Lost in plasmid preperation - (Aug/28/2007 )
I have a problem of preparation of plasmid from E.coli DH5alpha, which transformed with plasmid carry Ampicillin resistance. I normally get well identified colonies of E.coli plus a few small colonies around them as back ground for the result of transformation. Then I pick the colony from the very center of the big colony for inoculation as starter culture 4 ml and make the Mini prep (rapid alkaline) out of it, so I recover the plasmid and get beautiful result. After keeping at 4 °C for 5-6h., the starter culture is then diluted 1/1000 for inoculation in 100 ml LB medium, The cells grow very well in selective medium, and the Maxi prep (rapid alkaline) is performed, but this time I can't recover the plasmid !!!
- Selective LB medium contains Ampicillin 0.1 mg/ml
- Same E.coli strain no problem with amplifying the plasmid carry Kanamycin resistance.

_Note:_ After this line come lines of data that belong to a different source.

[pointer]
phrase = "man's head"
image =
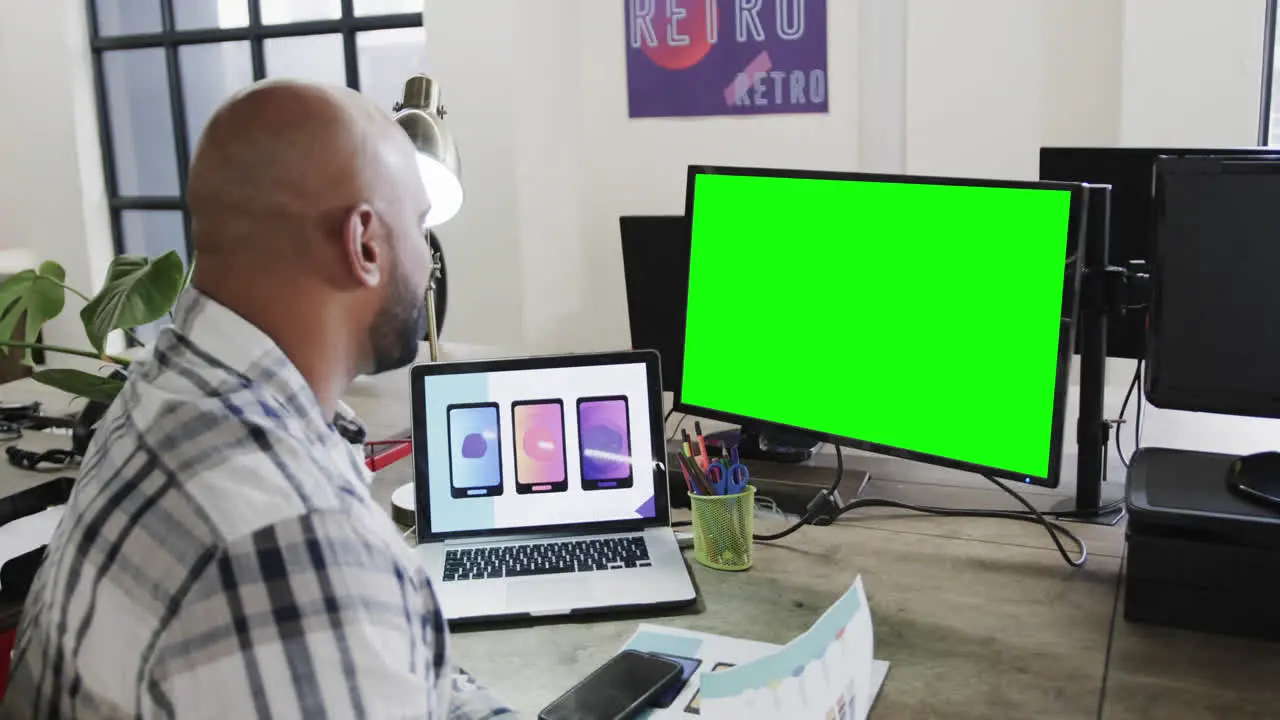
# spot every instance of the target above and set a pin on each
(306, 201)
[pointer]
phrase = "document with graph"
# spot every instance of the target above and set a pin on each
(828, 673)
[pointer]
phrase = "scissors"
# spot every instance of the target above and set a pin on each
(728, 479)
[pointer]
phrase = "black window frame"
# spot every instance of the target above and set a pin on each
(170, 39)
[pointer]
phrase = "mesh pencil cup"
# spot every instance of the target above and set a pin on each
(722, 529)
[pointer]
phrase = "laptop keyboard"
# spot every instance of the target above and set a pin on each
(545, 559)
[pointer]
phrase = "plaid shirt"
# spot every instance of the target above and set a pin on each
(222, 557)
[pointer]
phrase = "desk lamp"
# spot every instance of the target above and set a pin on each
(421, 115)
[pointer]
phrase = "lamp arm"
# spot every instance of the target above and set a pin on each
(437, 295)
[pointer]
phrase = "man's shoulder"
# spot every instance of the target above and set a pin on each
(237, 456)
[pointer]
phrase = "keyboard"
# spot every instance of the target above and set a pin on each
(545, 559)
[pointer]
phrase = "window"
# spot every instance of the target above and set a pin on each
(161, 68)
(1269, 119)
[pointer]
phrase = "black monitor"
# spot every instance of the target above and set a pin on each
(1129, 173)
(656, 270)
(1215, 340)
(923, 318)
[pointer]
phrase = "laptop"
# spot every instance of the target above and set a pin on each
(540, 487)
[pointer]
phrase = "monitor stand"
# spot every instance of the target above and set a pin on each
(1257, 478)
(768, 443)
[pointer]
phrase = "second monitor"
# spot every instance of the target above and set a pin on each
(926, 318)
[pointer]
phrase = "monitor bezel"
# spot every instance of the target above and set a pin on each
(1066, 328)
(657, 442)
(1157, 391)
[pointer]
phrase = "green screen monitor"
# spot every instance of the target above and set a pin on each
(922, 318)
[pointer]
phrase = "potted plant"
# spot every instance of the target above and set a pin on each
(137, 291)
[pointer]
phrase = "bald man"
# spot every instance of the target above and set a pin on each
(220, 555)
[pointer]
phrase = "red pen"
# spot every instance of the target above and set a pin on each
(704, 461)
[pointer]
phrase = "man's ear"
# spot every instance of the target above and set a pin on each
(364, 250)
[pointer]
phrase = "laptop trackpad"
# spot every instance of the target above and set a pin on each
(556, 592)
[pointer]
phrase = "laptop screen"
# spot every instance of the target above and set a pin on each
(533, 447)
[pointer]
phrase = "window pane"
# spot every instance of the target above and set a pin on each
(387, 59)
(127, 17)
(211, 73)
(387, 7)
(316, 58)
(275, 12)
(210, 13)
(137, 105)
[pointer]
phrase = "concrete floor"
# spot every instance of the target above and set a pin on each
(979, 618)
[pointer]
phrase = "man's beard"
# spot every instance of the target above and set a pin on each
(400, 324)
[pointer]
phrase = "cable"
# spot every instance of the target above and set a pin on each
(676, 429)
(1137, 425)
(814, 506)
(1029, 515)
(1124, 410)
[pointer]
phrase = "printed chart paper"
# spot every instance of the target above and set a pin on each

- When use Ampicillin as selection in this E.coli host, plasmid can be recovered only when the inocution sample is prepared from picking colony.
- Nothing wrong in plasmid isolation processes.
This really drives me nut Anybody could help me solve this mystery?
This could be a problem with the ampicillin selection. Cells carrying the plasmid express the beta-lactamase enzyme, which inactivates ampicillin. This is the selective pressure that forces the cells to keep the plasmid. The problem with this system is that beta-lactamase is secreted into the medium by the cell.
This means that when you grow the 100ml culture, you start with beta-lactamase in the medium. This could break down the ampicillin in the medium, removing the selective pressure and allowing the cells to grow without carrying the plasmid. If this is the cause, then there are three ways to address the problem:
1. Before innoculating the 100ml culture, wash the starter culture in some antibotic-free LB to remove the beta-lactamase
2. Use a higher concentration of ampicillin. The satellite colonies in the plates also suggest that the ampicillin concentration you are using is too low.
3. Use carbenicillin instead of ampicillin - this is a tougher substrate for beta-lactamase so is not broken down so easily.
Thanks bitesizebio guy for the answer and suggestions. Those really help a lot for my experiment in future. I'm going to try out what you have suggested.
alternatively, you could perform several mini preps...
I've had a similar problem when doing maxi-preps, so I hate them. I rather do 10 minipreps (50ml of culture media at a time) at the same time.
I think it's a problem in the scalation process.
i once had the same problem with you... couldn`t recover plasmids from Ecoli after transformation. Our solution was to use a toothpick instead of loop to pick Ecoli colony for inoculation. The notion is that we wanted to make sure our Ecoli were not killed by heated loop [heat for sterilization], by using toothpick, we could change after every pick.
and...the result was good....we got plenty of plasmids!